En cherchant à rompre avec l’héritage soviétique, le changement de nom revêt lui aussi une portée symbolique importante : la police créée sous Pierre le Grand au XVIIIe avait été nommée « militsia » lors de la révolution de 1917.
Sérieux problèmes d’image
27 avril 2009, Moscou. Le major de police Denis Evsioukov abat avec son arme de service le conducteur d'une voiture, avant de pénétrer dans un supermarché et d'ouvrir le feu, tuant une autre personne et en blessant sept, un crime qui avait scandalisé la population. L’ancien commandant de police du quartier de Tsaritsyno (Moscou) avait été condamné en février 2010 à la réclusion criminelle à perpétuité.

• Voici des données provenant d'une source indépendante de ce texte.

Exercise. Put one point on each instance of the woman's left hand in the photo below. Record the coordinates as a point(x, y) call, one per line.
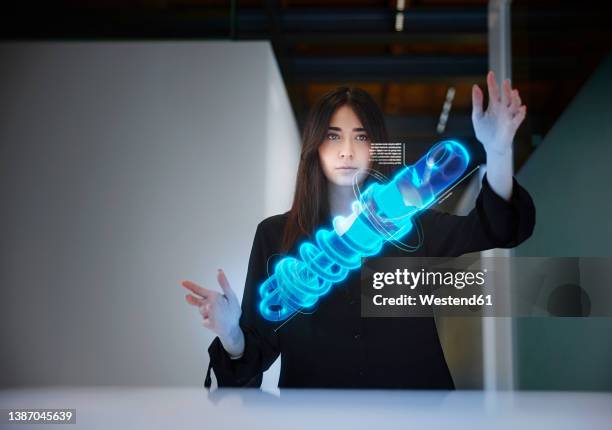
point(495, 128)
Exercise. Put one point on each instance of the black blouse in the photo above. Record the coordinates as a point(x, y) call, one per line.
point(334, 347)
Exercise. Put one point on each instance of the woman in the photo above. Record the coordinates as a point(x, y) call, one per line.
point(333, 346)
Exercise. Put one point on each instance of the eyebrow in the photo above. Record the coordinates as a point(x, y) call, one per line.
point(339, 129)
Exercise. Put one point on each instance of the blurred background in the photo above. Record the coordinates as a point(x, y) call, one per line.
point(142, 141)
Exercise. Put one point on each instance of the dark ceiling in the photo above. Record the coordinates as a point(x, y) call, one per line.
point(322, 44)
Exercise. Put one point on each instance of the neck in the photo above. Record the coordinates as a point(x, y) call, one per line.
point(340, 199)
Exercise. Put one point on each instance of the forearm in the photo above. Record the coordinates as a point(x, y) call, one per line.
point(500, 172)
point(233, 343)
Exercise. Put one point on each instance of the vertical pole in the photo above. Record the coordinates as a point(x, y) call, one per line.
point(498, 351)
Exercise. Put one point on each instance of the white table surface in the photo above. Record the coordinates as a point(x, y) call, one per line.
point(186, 408)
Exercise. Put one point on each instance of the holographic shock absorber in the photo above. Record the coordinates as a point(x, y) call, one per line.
point(382, 213)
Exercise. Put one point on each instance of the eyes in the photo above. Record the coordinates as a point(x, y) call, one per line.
point(359, 137)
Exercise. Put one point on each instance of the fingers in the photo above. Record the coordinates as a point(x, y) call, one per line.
point(225, 286)
point(507, 93)
point(520, 116)
point(516, 102)
point(493, 89)
point(477, 99)
point(196, 289)
point(193, 300)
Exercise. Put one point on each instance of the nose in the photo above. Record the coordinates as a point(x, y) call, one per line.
point(346, 150)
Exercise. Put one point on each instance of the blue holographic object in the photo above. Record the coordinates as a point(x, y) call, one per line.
point(383, 212)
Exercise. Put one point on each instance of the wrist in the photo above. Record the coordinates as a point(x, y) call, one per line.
point(233, 341)
point(499, 150)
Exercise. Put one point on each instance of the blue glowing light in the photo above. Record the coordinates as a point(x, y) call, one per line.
point(383, 212)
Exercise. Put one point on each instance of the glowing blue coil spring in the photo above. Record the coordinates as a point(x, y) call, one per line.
point(382, 213)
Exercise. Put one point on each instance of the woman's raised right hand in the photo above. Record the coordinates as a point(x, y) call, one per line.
point(220, 311)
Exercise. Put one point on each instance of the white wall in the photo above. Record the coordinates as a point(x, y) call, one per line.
point(124, 168)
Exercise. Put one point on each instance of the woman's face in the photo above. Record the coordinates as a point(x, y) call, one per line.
point(345, 151)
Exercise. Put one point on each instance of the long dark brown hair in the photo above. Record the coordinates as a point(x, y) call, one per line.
point(310, 206)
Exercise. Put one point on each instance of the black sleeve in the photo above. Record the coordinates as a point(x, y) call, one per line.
point(493, 223)
point(261, 342)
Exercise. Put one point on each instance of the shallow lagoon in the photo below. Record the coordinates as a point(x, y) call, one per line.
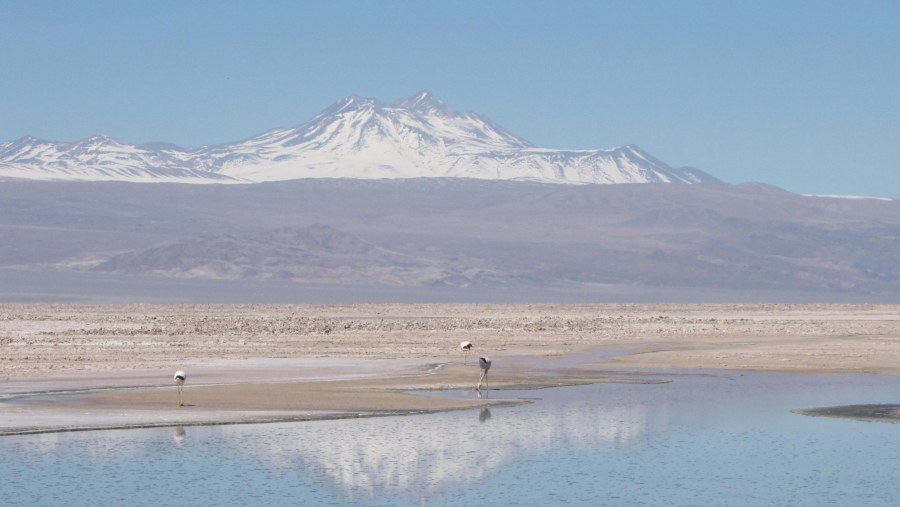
point(722, 439)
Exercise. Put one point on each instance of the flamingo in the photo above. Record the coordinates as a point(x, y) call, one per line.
point(485, 365)
point(466, 347)
point(180, 377)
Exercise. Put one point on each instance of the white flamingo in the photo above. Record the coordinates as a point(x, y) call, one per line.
point(466, 347)
point(485, 365)
point(180, 377)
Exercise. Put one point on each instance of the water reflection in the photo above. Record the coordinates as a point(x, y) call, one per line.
point(701, 440)
point(430, 453)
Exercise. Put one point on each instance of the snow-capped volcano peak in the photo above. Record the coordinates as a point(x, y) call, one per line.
point(356, 137)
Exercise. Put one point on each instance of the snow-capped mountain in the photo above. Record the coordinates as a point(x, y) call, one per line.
point(357, 138)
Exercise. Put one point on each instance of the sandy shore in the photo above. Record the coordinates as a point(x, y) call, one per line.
point(80, 367)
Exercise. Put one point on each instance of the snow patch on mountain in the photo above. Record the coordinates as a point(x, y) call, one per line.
point(356, 138)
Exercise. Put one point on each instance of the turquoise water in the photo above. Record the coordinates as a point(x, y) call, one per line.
point(699, 440)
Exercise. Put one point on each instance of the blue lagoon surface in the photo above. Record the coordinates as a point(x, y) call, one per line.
point(703, 439)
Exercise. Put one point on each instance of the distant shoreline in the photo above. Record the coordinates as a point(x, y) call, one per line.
point(264, 363)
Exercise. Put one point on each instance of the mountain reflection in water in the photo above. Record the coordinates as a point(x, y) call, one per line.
point(723, 439)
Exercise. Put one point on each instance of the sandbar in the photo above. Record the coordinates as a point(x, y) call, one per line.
point(73, 367)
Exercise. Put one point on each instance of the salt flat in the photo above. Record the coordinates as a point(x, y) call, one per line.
point(87, 366)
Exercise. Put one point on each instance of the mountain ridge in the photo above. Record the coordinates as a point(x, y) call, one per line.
point(355, 138)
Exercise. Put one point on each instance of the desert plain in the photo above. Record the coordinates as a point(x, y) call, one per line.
point(75, 367)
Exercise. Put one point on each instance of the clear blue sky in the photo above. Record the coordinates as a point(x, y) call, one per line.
point(804, 95)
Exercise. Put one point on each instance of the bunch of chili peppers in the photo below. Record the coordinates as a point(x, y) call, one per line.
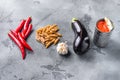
point(20, 34)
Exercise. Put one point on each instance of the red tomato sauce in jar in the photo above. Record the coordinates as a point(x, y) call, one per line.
point(102, 26)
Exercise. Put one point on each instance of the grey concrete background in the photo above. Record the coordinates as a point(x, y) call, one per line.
point(46, 64)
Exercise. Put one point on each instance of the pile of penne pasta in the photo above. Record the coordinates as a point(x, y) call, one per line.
point(48, 35)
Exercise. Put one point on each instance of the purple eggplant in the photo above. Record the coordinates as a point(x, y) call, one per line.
point(81, 42)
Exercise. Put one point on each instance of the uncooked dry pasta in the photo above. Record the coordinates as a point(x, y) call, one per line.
point(48, 35)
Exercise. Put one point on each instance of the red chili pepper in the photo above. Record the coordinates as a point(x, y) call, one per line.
point(24, 42)
point(15, 39)
point(21, 25)
point(28, 31)
point(26, 26)
point(14, 33)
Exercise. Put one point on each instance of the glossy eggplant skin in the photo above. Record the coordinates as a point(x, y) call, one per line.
point(81, 42)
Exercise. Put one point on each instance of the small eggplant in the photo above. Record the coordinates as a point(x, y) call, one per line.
point(81, 42)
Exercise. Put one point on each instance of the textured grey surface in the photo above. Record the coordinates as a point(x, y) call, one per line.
point(46, 64)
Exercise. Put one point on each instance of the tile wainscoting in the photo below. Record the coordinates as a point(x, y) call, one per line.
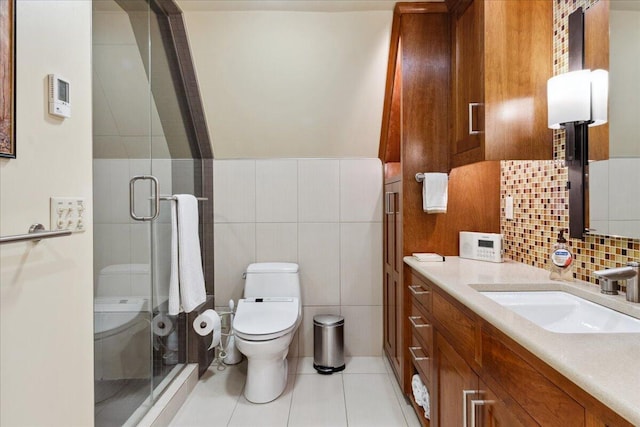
point(325, 215)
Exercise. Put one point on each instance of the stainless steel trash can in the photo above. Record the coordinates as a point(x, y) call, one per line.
point(328, 343)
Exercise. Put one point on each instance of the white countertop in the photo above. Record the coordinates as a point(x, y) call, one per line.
point(605, 365)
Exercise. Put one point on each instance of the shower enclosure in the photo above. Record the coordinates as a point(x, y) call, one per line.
point(144, 145)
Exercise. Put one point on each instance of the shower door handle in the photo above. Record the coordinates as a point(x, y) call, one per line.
point(132, 198)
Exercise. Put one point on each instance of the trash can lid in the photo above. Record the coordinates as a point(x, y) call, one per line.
point(328, 320)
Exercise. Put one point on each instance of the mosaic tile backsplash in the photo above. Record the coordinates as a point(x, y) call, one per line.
point(541, 206)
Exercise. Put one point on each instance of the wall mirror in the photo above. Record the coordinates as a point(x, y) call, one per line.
point(614, 153)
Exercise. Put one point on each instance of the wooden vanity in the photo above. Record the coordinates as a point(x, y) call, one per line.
point(479, 375)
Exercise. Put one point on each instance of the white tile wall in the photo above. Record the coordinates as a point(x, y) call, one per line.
point(118, 239)
point(317, 196)
point(360, 192)
point(324, 214)
point(277, 190)
point(320, 278)
point(234, 191)
point(277, 242)
point(234, 249)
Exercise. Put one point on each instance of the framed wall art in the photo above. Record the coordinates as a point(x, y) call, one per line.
point(7, 78)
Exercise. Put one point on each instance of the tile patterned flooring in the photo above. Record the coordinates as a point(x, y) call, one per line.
point(364, 394)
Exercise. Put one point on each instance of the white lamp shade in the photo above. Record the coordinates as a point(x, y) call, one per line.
point(569, 98)
point(599, 97)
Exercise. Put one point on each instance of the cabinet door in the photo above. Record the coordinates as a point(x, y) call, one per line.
point(456, 385)
point(467, 83)
point(392, 285)
point(488, 410)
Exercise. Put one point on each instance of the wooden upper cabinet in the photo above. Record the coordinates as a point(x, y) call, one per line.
point(501, 61)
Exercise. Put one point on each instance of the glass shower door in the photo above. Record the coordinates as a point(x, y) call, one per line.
point(136, 343)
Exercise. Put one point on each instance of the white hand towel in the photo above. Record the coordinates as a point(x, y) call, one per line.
point(434, 192)
point(186, 285)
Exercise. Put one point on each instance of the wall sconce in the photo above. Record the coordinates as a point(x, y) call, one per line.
point(579, 97)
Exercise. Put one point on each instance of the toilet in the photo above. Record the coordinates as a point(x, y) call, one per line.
point(122, 323)
point(264, 324)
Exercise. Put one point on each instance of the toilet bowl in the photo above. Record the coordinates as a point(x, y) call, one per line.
point(264, 324)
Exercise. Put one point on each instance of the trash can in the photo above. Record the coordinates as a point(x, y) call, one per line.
point(328, 343)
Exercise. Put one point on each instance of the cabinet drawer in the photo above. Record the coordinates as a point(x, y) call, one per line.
point(422, 328)
point(458, 327)
point(545, 402)
point(421, 359)
point(421, 292)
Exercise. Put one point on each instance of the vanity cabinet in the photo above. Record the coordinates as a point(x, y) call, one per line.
point(501, 61)
point(478, 376)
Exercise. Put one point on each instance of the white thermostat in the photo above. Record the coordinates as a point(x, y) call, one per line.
point(481, 246)
point(59, 104)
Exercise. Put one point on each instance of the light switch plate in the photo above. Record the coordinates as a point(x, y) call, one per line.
point(67, 213)
point(508, 207)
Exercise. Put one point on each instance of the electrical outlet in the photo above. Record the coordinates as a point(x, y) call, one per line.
point(67, 213)
point(508, 207)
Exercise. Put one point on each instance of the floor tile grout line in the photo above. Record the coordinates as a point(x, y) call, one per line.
point(235, 407)
point(344, 400)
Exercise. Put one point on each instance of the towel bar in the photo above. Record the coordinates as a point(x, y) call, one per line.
point(36, 233)
point(420, 177)
point(200, 199)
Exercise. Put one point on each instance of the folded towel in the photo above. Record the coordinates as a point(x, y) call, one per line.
point(434, 192)
point(186, 284)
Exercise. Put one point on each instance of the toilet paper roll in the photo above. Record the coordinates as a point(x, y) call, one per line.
point(209, 323)
point(162, 325)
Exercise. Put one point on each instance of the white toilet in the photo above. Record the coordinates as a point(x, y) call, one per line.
point(265, 321)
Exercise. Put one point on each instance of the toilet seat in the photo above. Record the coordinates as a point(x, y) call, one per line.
point(263, 319)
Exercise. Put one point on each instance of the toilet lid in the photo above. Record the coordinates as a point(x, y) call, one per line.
point(265, 316)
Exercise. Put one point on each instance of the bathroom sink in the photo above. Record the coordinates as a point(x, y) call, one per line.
point(562, 312)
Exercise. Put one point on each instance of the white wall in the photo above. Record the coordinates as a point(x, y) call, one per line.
point(625, 83)
point(291, 84)
point(46, 293)
point(325, 215)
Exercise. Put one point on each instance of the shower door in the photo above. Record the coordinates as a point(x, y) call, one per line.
point(136, 343)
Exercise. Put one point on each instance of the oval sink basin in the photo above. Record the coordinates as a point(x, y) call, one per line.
point(562, 312)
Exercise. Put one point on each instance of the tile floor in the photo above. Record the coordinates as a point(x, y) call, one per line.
point(364, 394)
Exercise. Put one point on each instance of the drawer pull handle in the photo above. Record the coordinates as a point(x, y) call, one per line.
point(412, 350)
point(413, 319)
point(472, 105)
point(465, 396)
point(416, 292)
point(474, 407)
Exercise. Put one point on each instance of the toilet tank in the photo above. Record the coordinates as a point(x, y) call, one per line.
point(272, 279)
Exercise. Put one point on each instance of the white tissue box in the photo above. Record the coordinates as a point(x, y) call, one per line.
point(428, 257)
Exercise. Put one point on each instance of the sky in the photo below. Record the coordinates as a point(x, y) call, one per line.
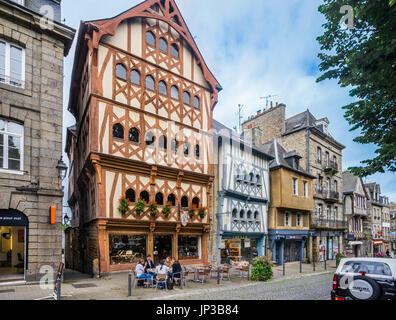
point(254, 48)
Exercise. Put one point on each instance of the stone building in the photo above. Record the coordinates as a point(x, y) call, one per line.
point(32, 50)
point(143, 98)
point(356, 214)
point(290, 206)
point(242, 190)
point(321, 157)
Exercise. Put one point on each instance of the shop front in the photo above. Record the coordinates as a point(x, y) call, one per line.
point(14, 227)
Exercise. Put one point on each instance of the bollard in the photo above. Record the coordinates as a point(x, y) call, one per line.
point(130, 285)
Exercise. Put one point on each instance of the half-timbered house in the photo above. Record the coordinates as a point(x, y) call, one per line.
point(143, 98)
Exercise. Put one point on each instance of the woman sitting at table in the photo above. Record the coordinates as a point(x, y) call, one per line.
point(140, 273)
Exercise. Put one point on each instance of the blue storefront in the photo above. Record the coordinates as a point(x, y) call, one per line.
point(287, 245)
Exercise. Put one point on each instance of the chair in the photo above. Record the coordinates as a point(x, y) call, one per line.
point(161, 278)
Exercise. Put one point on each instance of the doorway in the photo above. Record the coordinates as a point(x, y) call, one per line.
point(162, 247)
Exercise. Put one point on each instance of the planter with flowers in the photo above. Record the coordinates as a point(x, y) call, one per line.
point(123, 206)
point(166, 211)
point(140, 206)
point(153, 209)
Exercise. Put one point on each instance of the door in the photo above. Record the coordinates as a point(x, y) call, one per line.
point(163, 247)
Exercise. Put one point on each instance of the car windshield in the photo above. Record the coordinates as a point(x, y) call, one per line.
point(369, 267)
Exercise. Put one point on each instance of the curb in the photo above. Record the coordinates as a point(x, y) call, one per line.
point(234, 287)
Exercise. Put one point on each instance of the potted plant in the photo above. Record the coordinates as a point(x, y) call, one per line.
point(140, 206)
point(166, 211)
point(124, 205)
point(202, 212)
point(153, 209)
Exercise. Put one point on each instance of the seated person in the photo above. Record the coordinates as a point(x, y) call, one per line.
point(139, 270)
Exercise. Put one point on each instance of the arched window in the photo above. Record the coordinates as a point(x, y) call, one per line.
point(197, 151)
point(150, 38)
point(145, 196)
point(134, 135)
point(175, 92)
point(163, 143)
point(196, 202)
point(130, 195)
point(162, 88)
point(163, 45)
point(184, 202)
point(118, 131)
point(150, 139)
point(159, 198)
point(172, 200)
point(186, 149)
point(175, 51)
point(197, 103)
point(150, 83)
point(121, 71)
point(186, 98)
point(135, 77)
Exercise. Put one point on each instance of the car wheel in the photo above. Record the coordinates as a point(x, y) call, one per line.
point(364, 288)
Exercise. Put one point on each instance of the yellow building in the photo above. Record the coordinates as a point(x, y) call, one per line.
point(290, 206)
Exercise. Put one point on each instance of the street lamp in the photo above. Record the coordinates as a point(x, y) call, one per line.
point(62, 168)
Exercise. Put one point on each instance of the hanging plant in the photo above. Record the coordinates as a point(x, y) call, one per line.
point(153, 209)
point(140, 206)
point(202, 212)
point(192, 211)
point(124, 205)
point(166, 211)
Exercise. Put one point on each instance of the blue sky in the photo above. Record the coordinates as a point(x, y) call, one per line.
point(254, 48)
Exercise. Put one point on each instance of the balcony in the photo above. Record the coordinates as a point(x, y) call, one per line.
point(331, 166)
point(332, 196)
point(326, 224)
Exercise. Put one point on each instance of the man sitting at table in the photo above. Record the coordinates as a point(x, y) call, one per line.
point(140, 272)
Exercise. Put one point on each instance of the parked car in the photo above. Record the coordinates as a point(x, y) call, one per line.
point(365, 279)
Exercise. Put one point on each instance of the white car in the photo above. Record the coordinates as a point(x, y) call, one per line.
point(365, 279)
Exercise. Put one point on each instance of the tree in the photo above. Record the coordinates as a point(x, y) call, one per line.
point(364, 57)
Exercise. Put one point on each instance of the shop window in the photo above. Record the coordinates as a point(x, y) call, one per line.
point(145, 196)
point(121, 71)
point(188, 247)
point(134, 135)
point(172, 200)
point(130, 195)
point(118, 131)
point(125, 249)
point(159, 199)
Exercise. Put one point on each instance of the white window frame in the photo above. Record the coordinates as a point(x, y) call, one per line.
point(7, 74)
point(6, 134)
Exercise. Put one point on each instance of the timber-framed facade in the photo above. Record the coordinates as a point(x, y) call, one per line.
point(143, 100)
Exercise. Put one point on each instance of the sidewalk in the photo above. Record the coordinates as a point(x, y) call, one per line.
point(77, 286)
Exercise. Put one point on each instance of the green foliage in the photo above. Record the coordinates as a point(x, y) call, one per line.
point(364, 58)
point(261, 269)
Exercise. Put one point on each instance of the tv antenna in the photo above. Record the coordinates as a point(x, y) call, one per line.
point(267, 99)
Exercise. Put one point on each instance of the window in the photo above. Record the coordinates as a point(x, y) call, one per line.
point(186, 98)
point(126, 249)
point(121, 71)
point(163, 45)
point(12, 64)
point(150, 38)
point(197, 103)
point(134, 135)
point(150, 83)
point(118, 131)
point(295, 187)
point(135, 77)
point(175, 51)
point(150, 139)
point(11, 145)
point(175, 92)
point(130, 195)
point(162, 88)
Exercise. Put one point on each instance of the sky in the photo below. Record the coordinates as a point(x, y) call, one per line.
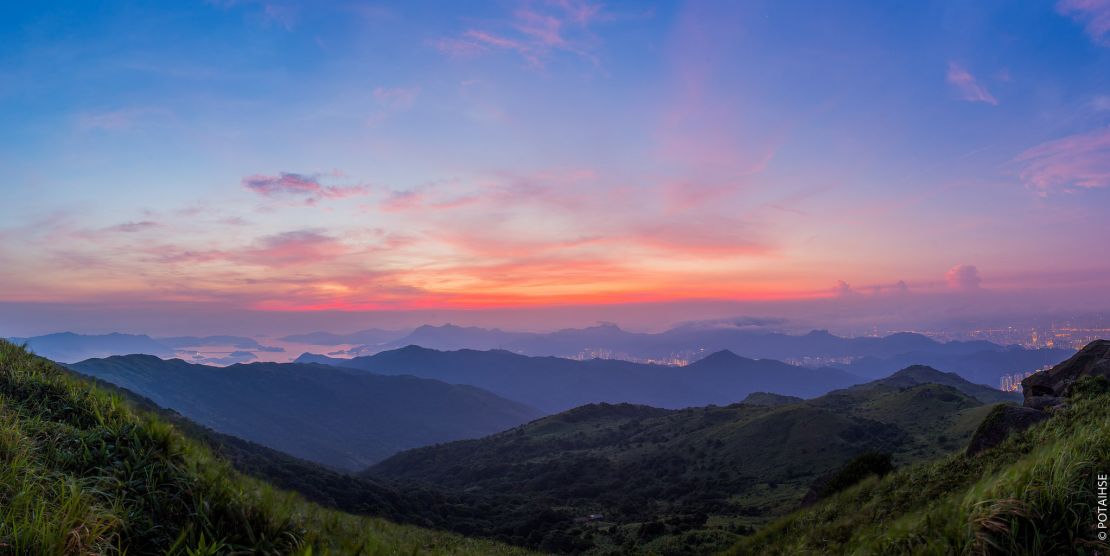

Ce fait divers sordide n’avait fait qu’exacerber la perception d’une police violente et plus encline à recueillir les « vziatki » (pots-de-vin) qu’à protéger le citoyen : selon une enquête parue en février 2010, 67% des citoyens « craignent » les forces de l'ordre et 77% ne se sentent pas protégés contre l'arbitraire des policiers.
Champion de la lutte contre la corruption, le président russe Dmitri Medvedev a contre-attaqué début 2010 en ordonnant une réforme en profondeur du ministère de l'Intérieur pour punir durement les policiers commettant des crimes et délits. Le chef de l’État souhaitait notamment dans un projet de loi que le fait d'être un agent du ministère de l'Intérieur soit considéré comme un « facteur pénal aggravant » en cas de crime.
Inquiétudes
Le projet zakonoproekt2010.ru a suscité la préoccupation des défenseurs des droits de l’homme, notamment la « présomption de légalité » dont devraient bénéficier les forces de l’ordre. Selon Lev Ponomarev de l’ONG Pour les droits de l’homme « une telle notion – présomption de légalité – n’existe ni dans le droit russe ni dans le droit international. Cette seule phrase peut mettre à néant tout ce qu’il y a de positif dans cette loi ».
Les commentateurs du site zakonoproekt2010.ru n’ont, quant à eux, pas tardé à s’engouffrer dans la brèche de cette ouverture démocratique : « Pourquoi ne pas organiser des élections de la police locale?", s’interroge l’internaute Konstantin Trounine sur la page du projet de loi. « On pourrait élire le chef de la police locale, comme aux Etats-Unis », renchérit sledak91. « Comme ça, ils seraient motivés pour rester et travailleraient pour le bien du peuple ».